# how much should i be charging? car photos/ photoshoots.



## phil-ray (Nov 27, 2006)

guys i need a bit of help

im a photographer for a website and a few magazines, which i do get paid for, (its my second job which keeps me in petrol and beer money lol)

any way, ive begun to get a good few people intrested in photoshoots of there cars, ie a specail shoot just there cars and not at a show. 


how much would i be charging for say 2 or 3 hours work, if they want to hire me? also how much should i charge for a cd of all the photos?

i also get photos printed for people on a 16'' by 18'' (inches) print for £5 which i sell for £20 does this sound resonable or still very cheep?


----------



## phil-ray (Dec 10, 2006)

any one?


----------



## newrmdmike (Dec 10, 2006)

i charge $150 for two hours, and $85 for a 16x20


----------



## caseydog (Dec 14, 2006)

Editorial work is not as lucrative as commercial. 

I shoot for a few car mags, and I typicallyget about $750 for a one-day shoot, or about $250 for a single image from a big-name mag.
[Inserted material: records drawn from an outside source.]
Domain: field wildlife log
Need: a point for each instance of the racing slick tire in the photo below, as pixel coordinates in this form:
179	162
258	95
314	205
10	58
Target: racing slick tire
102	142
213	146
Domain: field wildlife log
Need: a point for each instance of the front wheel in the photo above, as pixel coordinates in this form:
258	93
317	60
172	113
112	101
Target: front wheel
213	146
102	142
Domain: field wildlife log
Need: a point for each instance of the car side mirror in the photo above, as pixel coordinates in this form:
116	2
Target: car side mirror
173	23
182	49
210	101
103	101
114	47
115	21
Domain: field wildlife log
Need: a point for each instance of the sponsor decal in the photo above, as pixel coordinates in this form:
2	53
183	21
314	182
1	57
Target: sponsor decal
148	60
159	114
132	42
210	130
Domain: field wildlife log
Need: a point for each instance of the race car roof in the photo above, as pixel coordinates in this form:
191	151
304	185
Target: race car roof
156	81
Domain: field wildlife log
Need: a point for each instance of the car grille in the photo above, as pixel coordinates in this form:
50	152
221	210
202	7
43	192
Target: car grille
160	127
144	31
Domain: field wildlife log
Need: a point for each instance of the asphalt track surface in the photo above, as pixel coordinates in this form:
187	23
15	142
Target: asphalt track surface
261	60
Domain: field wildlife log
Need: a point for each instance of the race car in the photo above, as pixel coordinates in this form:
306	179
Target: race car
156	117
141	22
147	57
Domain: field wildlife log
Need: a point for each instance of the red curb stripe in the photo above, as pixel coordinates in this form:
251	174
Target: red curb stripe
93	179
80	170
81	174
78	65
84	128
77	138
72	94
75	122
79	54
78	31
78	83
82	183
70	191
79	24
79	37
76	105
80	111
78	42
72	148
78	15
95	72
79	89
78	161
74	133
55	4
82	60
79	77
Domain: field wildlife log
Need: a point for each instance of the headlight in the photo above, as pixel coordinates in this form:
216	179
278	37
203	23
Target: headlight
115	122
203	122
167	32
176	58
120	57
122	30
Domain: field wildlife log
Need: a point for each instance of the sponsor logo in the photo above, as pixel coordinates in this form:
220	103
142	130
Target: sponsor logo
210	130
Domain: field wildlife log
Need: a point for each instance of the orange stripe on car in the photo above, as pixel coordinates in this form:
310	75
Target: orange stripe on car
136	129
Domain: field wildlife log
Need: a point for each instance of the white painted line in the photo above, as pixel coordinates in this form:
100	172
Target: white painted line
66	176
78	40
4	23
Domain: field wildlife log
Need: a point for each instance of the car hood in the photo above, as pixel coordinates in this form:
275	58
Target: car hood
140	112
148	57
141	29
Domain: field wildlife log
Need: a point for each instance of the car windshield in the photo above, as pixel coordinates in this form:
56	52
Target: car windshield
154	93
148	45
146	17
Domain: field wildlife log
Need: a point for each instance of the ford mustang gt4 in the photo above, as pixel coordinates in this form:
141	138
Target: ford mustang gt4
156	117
The smaller ones pay less.

I am also art-director for a relatively new car mag, and our budgets are smaller, but we go out of our way to help promote photographers who work with us. 

There is not magic number that you can get. You just have to ask for X amount, and then be prepared to negotiate.


----------



## Beav (Aug 25, 2012)

caseydog said:


> Editorial work is not as lucrative as commercial.
> 
> I shoot for a few car mags, and I typicallyget about $750 for a one-day shoot, or about $250 for a single image from a big-name mag. The smaller ones pay less.
> 
> ...



Do you have a website i could view or any photos?


----------



## KmH (Aug 25, 2012)

Don't expect a reply any time soon.

The thread is from 2006.

On the member's profile page you quoted, *caseydog,* it shows *caseydog* last logged on in April of 2008

*



			Last Activity
		
Click to expand...

*


> :
> 04-17-2008 04:59 PM


----------